Ci si dovrebbe pertanto  interrogare se oltre il post-liberismo ed il  neo-sviluppismo,  esista a un’alternativa fondata su democrazia reale e radicale,   decolonizzazione delle strutture di potere,  riconoscimento dei beni comuni,  autonomia dei movimenti sociali, autogoverno e riconoscimento del debito ecologico e della giustizia ambientale. E per  un cambio di passo anche nelle pratiche e strategie di cooperazione e solidarietà sarà importante definire quali  possano essere gli elementi chiave per un  approfondimento del processo di liberazione e emancipazione di quei popoli dopo una fase più o meno lunga di rottura con l’ordine precedente.

Il caso Ecuador, una rivoluzione cittadina senza i cittadini?

In Ecuador persiste, nonostante la retorica del cambio di matrice produttiva, una forte enfasi sulle risorse petrolifere e minerarie, e la costruzione di infrastrutture ad esse dedicate. Questo ha comportato una forte dipendenza dell’economia del paese dal prezzo del petrolio come anche nel caso del Venezuela e della Bolivia) al punto che oggi con il calare del prezzo al barile, è diminuita sensibilmente il bilancio dello stato e sono state attuate misure di taglio della spesa pubblica e privatizzazioni. E’ importante anche notare che in Ecuador in particolare si assiste ad una strategia di “normalizzazione” culturale e dei settori accademici, spesso vicini ai movimenti sociali quali la Universidad Andina o la FLACSO, nel tentativo di imporre una cultura accademica conforme al progetto di Alianza Pais Non a caso l’Ecuador si propone come società del talento umano e della conoscenza, un progetto mutuato da altrove, dall’esempio del Qatar, o della zona economica libera di Incheon in Corea del Sud. Simbolo di questa “vision” che poi in effetti si traduce in mercantilizzazione della conoscenza e della ricerca al fine di aumentare le opportunità di sfruttamento delle risorse naturali (si veda il caso dell’ingegneria genetica) è la città universitaria di Yachay. Per quanto riguarda i movimenti rurali e contadini, questi sono assai debilitati anche in seguito alle campagne governative volte a chiudere i canali di sostegno economico dall'esterno, mentre le leggi sulla riforma agraria di fatto tendono ad avvantaggiare i grandi proprietari e produttori di commodities per l'esportazione. Anche la mobilitazione contro il trattato di libero scambio tra UE ed Ecuador sembra segnare il passo.

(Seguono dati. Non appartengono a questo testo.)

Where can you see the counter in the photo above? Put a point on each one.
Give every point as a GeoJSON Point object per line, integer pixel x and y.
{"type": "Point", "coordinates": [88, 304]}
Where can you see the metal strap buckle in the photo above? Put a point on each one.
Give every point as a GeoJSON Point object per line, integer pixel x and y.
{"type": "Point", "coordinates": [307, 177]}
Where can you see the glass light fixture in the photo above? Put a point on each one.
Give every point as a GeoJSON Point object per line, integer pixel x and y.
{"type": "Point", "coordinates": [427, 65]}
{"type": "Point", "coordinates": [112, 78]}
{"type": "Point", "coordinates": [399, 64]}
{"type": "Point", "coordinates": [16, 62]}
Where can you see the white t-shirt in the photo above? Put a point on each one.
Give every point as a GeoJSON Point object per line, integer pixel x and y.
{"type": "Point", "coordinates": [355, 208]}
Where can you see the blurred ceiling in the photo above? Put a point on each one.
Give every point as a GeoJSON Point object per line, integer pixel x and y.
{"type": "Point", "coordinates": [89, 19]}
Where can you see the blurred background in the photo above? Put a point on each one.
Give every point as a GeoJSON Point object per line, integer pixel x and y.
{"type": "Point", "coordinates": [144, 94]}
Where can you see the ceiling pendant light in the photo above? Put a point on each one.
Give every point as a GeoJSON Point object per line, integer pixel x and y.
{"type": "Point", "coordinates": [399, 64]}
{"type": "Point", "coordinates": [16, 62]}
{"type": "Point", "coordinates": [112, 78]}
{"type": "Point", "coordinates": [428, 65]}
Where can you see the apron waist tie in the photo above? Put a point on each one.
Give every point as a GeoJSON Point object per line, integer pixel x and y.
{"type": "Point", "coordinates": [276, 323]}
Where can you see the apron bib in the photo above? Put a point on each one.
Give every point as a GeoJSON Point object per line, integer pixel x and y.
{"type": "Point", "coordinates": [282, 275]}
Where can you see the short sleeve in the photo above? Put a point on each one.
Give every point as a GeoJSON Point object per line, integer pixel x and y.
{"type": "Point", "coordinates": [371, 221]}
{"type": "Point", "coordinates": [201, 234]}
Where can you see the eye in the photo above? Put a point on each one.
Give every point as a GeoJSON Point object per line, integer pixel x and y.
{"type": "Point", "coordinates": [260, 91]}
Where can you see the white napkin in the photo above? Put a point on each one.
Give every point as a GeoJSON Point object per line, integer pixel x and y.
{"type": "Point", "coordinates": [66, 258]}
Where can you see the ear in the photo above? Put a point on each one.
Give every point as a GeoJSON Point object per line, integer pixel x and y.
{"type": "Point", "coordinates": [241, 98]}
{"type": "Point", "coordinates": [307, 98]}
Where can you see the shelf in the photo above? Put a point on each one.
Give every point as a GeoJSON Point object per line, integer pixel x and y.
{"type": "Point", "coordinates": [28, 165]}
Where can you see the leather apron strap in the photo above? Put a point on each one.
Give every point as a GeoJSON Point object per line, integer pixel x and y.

 A livello sociale di base, si assiste al tentativo di forme di autorganizzazione, di sviluppo di produzione Agricola su piccolo scala e di qualità, ad un rinnovato protagonismo cittadino, come nel caso della “minga” collettiva che si è sviluppata in sostegno alle vittime del recente terremoto. Un segnale importante della capacità e volontà del popolo ecuadoriano di attivarsi, dal basso, con ingegno e creatività, senza dipendere dalla macchina degli aiuti governativi. Un elemento importante, tanto quanto il ruolo di movimenti sociali ed indigeni, almeno quelli non cooptati dal progetto officialista. Insomma, della “revolucion ciudadana”, sembra rimasto poco di revolucion, ma molto spirito e senso civico e di mobilitazione, che si nota anche nel fiorire di movimenti urbani, a Quito ed altrove, di resistenza e proposta (movimenti GLBQT, la vertenza per il mercato ortofrutticolo di San Roque a Quito etc). Eppoi il fatto che a Quito si terrà la conferenza ONU Habitat offre un’opportunità per studiare meglio le dinamiche urbane, le reti sociali che si stanno mettendo in moto, e che potrebbero essere ancor più connesse a quelle di base, contadine, e non solo. Oggi Correa perde consenso, lo dimostrano le sconfitte alle amministrative di Quito e Cuenca, oltre quella scontata a Guayaquil, ma alla fine i sondaggi lo danno sempre in testa, in assenza di un progetto alternativo, se non quello delle elite conservatrici. I tentativi di riorganizzare un fronte di sinistra procedono, anche con un maggior protagonismo della CONAIE e di Pachakutik, si sono svolte mobilitazioni di livello in tutto il paese, spesso però infiltrate o sfruttate opportunisticamente dalle “destre”.